Usage based insurance solutions where smartphone sensor data is used to analyze the driver’s behavior are becoming prevalent these days. However, a major shortcoming of most solutions on the market today, is the fact that trips where the user was a passenger, e.g. taxi trips, get included in the user’s risk profile.

Accelerometer and gyroscope data can be used to estimate a user's driving behavior.

Accelerometer and gyroscope data can be used to estimate a user’s driving behavior.

At Sentiance, we developed a deep learning based solution that gradually learns to model the user’s driving behavior, and that can be used to detect and remove those trips where the user was actually a passenger.

The input to our deep neural network is raw accelerometer and gyroscope data. A convolutional neural network is used to learn low-level features that describe the user specific driving characteristics, whereas an LSTM layer is stacked on top of the convolutional block to model long-term temporal dependencies within the sensor data.

The goal of this project was to let the neural network learn a feature space in which trips with a similar driving behavior appear close to each other, while the cosine distance between trips with distinct kinds of driving behavior should be large. Since it is difficult and expensive to gather large amounts of labelled data in this case, we applied a clever transfer learning trick; The network was initially trained with thousands of userIDs as output labels, and was forced to learn to classify which trip originated from which user. Once convergence was reached, we chopped of the top soft-max layer of the network, and used the dense layer directly as our feature space.

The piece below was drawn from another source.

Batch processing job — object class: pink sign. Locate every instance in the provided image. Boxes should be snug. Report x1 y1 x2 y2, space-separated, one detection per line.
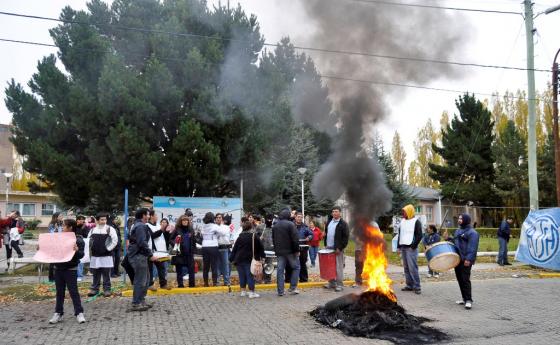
33 232 76 264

Transfer learning was used by training the network to perform a related task, and then using one of the dense layers directly as our feature space for the real task at hand.

Transfer learning was used by training the network to perform a related task, and then using one of the dense layers directly as our feature space for the real task at hand.

Basically, this allowed the network to learn a metric space that we can then use for clustering or outlier detection, even on trips for new users that never appeared in our training data.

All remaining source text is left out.